Begegnungen mit dem Geschlecht von Aremberg in fernen Lebensräumen

VON WILHELM KNIPPLER

In vielen Kirchen des europäischen Westens haben die Grafen, später Fürsten und Herzöge von Arenberg, Spuren hinterlassen, anfangend mit Kloster Marienstatt im Westerwald, das 1215 von Zisterziensern aus Heisterbach gegründet wurde. Die beiden Stifter, Burggraf Eberhard von Arenberg und seine Gemahlin Aleydis, haben dort seit 700 Jahren ihre Ruhestätte gefunden.

Die Arenberg der zweiten Linie von der Marck waren mehr westlich orientiert. Ihre Grabkirche war die Kreuzherrenkirche in Lüttich. Zwei Fürstbischöfe hinterließen am dortigen Bischofspalais das Familienwappen der Arenberg von der Marck.

Die Angehörigen der dritten Linie wurden in der Kapuzinerkirche in Enghien im Hennegau bestattet.

In Notre Dame du Sablon {Liebfrauenkirche vom Zavel) in Brüssel prangen heute noch, wie vor 300 Jahren, an den prächtigen vier Chorfenstern des Hauptaltars die Wappen der Arenberg, wenn auch der Name des gegenüberliegenden Palais d’Arenberg verschwunden ist. Das Gebäude heißt heute Egmontpalais.

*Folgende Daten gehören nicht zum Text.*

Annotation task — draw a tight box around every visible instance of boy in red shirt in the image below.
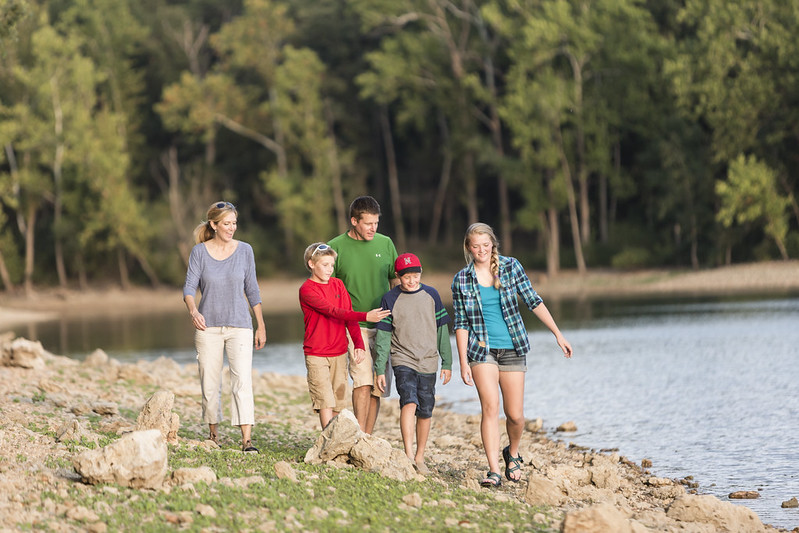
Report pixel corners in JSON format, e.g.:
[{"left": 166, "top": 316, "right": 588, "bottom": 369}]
[{"left": 299, "top": 242, "right": 390, "bottom": 429}]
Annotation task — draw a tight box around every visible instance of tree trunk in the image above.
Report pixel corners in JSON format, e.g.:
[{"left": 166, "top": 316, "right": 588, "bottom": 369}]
[
  {"left": 162, "top": 146, "right": 191, "bottom": 266},
  {"left": 598, "top": 172, "right": 608, "bottom": 244},
  {"left": 545, "top": 170, "right": 561, "bottom": 277},
  {"left": 50, "top": 77, "right": 68, "bottom": 288},
  {"left": 778, "top": 174, "right": 799, "bottom": 226},
  {"left": 118, "top": 248, "right": 130, "bottom": 290},
  {"left": 5, "top": 144, "right": 28, "bottom": 237},
  {"left": 554, "top": 124, "right": 587, "bottom": 274},
  {"left": 77, "top": 253, "right": 88, "bottom": 290},
  {"left": 133, "top": 252, "right": 161, "bottom": 288},
  {"left": 464, "top": 151, "right": 478, "bottom": 224},
  {"left": 24, "top": 203, "right": 36, "bottom": 296},
  {"left": 0, "top": 250, "right": 14, "bottom": 293},
  {"left": 428, "top": 111, "right": 453, "bottom": 246},
  {"left": 476, "top": 11, "right": 512, "bottom": 252},
  {"left": 690, "top": 213, "right": 699, "bottom": 270},
  {"left": 324, "top": 100, "right": 348, "bottom": 235},
  {"left": 379, "top": 106, "right": 406, "bottom": 252},
  {"left": 566, "top": 52, "right": 590, "bottom": 245}
]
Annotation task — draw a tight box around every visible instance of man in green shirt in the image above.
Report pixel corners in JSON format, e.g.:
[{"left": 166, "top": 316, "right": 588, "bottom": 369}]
[{"left": 328, "top": 196, "right": 398, "bottom": 433}]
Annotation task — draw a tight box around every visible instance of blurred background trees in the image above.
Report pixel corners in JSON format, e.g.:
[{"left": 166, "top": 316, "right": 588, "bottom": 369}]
[{"left": 1, "top": 0, "right": 797, "bottom": 293}]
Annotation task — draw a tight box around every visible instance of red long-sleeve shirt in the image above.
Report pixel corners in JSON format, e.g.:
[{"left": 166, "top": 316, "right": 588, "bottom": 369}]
[{"left": 299, "top": 277, "right": 365, "bottom": 356}]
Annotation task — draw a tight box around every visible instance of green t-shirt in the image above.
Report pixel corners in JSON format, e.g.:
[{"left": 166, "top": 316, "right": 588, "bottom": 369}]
[{"left": 328, "top": 231, "right": 398, "bottom": 327}]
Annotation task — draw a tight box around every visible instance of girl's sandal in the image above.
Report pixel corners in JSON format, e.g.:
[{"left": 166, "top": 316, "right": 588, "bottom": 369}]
[
  {"left": 208, "top": 430, "right": 218, "bottom": 444},
  {"left": 503, "top": 445, "right": 523, "bottom": 482},
  {"left": 480, "top": 471, "right": 502, "bottom": 488}
]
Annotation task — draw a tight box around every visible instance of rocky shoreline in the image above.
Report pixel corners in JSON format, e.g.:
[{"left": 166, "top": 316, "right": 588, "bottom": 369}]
[{"left": 1, "top": 334, "right": 794, "bottom": 532}]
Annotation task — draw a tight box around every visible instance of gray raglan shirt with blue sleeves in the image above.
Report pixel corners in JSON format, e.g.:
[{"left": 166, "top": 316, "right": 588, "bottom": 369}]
[{"left": 183, "top": 241, "right": 261, "bottom": 329}]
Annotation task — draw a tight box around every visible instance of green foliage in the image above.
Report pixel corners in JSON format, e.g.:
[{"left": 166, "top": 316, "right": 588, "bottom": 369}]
[
  {"left": 611, "top": 247, "right": 654, "bottom": 270},
  {"left": 2, "top": 0, "right": 799, "bottom": 289},
  {"left": 0, "top": 0, "right": 29, "bottom": 43},
  {"left": 717, "top": 154, "right": 790, "bottom": 259}
]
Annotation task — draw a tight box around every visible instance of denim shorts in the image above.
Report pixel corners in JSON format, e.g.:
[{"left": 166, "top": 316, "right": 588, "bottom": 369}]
[
  {"left": 393, "top": 365, "right": 436, "bottom": 419},
  {"left": 469, "top": 348, "right": 527, "bottom": 372}
]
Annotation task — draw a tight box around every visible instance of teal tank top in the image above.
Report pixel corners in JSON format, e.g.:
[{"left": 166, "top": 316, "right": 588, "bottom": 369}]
[{"left": 478, "top": 284, "right": 514, "bottom": 349}]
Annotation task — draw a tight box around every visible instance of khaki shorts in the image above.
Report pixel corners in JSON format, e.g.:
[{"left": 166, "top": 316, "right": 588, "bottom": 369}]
[
  {"left": 305, "top": 353, "right": 349, "bottom": 412},
  {"left": 347, "top": 327, "right": 392, "bottom": 398}
]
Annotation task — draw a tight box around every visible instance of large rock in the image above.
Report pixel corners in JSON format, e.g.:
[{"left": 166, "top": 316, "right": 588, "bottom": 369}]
[
  {"left": 666, "top": 494, "right": 769, "bottom": 532},
  {"left": 589, "top": 464, "right": 622, "bottom": 489},
  {"left": 56, "top": 417, "right": 98, "bottom": 445},
  {"left": 72, "top": 429, "right": 167, "bottom": 489},
  {"left": 561, "top": 502, "right": 633, "bottom": 533},
  {"left": 171, "top": 466, "right": 217, "bottom": 486},
  {"left": 304, "top": 409, "right": 362, "bottom": 464},
  {"left": 117, "top": 364, "right": 154, "bottom": 384},
  {"left": 350, "top": 436, "right": 416, "bottom": 481},
  {"left": 274, "top": 461, "right": 298, "bottom": 482},
  {"left": 304, "top": 409, "right": 416, "bottom": 481},
  {"left": 135, "top": 390, "right": 180, "bottom": 444},
  {"left": 525, "top": 473, "right": 566, "bottom": 506},
  {"left": 1, "top": 337, "right": 46, "bottom": 369},
  {"left": 83, "top": 349, "right": 109, "bottom": 367}
]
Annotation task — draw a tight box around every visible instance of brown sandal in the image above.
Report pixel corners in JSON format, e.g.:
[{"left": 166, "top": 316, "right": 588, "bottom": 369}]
[{"left": 242, "top": 440, "right": 259, "bottom": 453}]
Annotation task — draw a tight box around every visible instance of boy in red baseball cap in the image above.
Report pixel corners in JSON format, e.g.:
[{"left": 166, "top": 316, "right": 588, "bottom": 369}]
[{"left": 374, "top": 253, "right": 452, "bottom": 474}]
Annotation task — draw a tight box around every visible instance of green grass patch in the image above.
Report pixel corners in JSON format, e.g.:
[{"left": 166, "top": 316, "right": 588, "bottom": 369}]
[{"left": 46, "top": 434, "right": 555, "bottom": 532}]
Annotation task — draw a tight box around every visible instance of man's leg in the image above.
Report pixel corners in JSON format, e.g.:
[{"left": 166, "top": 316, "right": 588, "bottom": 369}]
[
  {"left": 351, "top": 327, "right": 379, "bottom": 433},
  {"left": 352, "top": 385, "right": 371, "bottom": 431},
  {"left": 365, "top": 395, "right": 380, "bottom": 434}
]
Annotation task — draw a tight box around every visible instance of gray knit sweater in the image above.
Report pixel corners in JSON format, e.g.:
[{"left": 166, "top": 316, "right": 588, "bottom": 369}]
[{"left": 183, "top": 241, "right": 261, "bottom": 328}]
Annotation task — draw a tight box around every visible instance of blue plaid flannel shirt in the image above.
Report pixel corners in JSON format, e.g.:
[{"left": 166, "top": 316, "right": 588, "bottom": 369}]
[{"left": 451, "top": 255, "right": 543, "bottom": 363}]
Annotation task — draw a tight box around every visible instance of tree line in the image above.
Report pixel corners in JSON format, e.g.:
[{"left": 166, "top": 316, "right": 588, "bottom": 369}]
[{"left": 1, "top": 0, "right": 797, "bottom": 294}]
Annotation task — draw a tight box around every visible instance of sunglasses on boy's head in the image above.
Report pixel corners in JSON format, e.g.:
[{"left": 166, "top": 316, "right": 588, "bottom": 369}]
[
  {"left": 215, "top": 202, "right": 235, "bottom": 209},
  {"left": 312, "top": 244, "right": 331, "bottom": 257}
]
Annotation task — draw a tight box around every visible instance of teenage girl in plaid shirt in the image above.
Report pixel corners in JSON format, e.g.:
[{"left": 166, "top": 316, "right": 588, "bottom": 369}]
[{"left": 451, "top": 223, "right": 573, "bottom": 487}]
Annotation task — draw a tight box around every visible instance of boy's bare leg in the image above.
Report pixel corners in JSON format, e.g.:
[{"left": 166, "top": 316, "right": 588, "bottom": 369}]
[
  {"left": 400, "top": 403, "right": 417, "bottom": 458},
  {"left": 414, "top": 417, "right": 432, "bottom": 464},
  {"left": 319, "top": 408, "right": 337, "bottom": 430},
  {"left": 365, "top": 396, "right": 380, "bottom": 434},
  {"left": 352, "top": 385, "right": 371, "bottom": 432}
]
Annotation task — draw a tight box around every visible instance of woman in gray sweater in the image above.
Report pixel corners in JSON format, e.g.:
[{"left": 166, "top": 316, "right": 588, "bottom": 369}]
[{"left": 183, "top": 201, "right": 266, "bottom": 452}]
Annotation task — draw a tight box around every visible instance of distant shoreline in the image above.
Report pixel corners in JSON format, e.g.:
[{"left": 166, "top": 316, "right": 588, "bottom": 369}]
[{"left": 2, "top": 260, "right": 798, "bottom": 332}]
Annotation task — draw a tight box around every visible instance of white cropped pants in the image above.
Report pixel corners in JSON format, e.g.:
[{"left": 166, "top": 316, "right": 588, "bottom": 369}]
[{"left": 195, "top": 326, "right": 254, "bottom": 426}]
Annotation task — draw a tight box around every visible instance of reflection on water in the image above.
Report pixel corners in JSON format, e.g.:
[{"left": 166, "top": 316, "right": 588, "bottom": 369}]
[
  {"left": 12, "top": 293, "right": 799, "bottom": 529},
  {"left": 22, "top": 311, "right": 306, "bottom": 359}
]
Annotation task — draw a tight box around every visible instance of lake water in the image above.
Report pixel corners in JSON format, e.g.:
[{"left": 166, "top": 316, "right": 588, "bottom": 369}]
[{"left": 18, "top": 294, "right": 799, "bottom": 529}]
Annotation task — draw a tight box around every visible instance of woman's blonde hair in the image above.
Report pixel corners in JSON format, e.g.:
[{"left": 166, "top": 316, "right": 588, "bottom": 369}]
[
  {"left": 304, "top": 242, "right": 337, "bottom": 271},
  {"left": 193, "top": 201, "right": 238, "bottom": 244},
  {"left": 463, "top": 222, "right": 502, "bottom": 289}
]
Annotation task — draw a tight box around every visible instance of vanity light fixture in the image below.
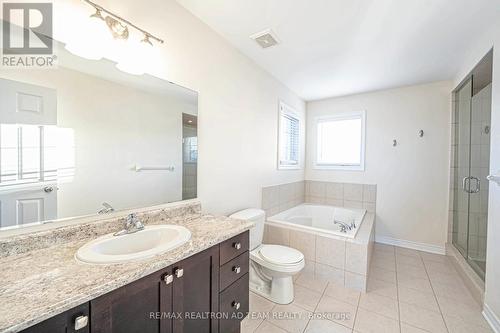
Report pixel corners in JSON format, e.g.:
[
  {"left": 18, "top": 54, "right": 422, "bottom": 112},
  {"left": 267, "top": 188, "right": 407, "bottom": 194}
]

Marienstatt, Lüttich, Enghien, Brüssel, .fernab der Wiege des Geschlechts auf dem Aremberg an der Oberahr: das ist ein wirklich weit gespannter Bogen! Starke Erinnerungen an das Wirken der Arenberg werden auch in Gouda geweckt, einer Kleinstadt mit 3000 Einwohnern, in Südholland gelegen an der Yssel.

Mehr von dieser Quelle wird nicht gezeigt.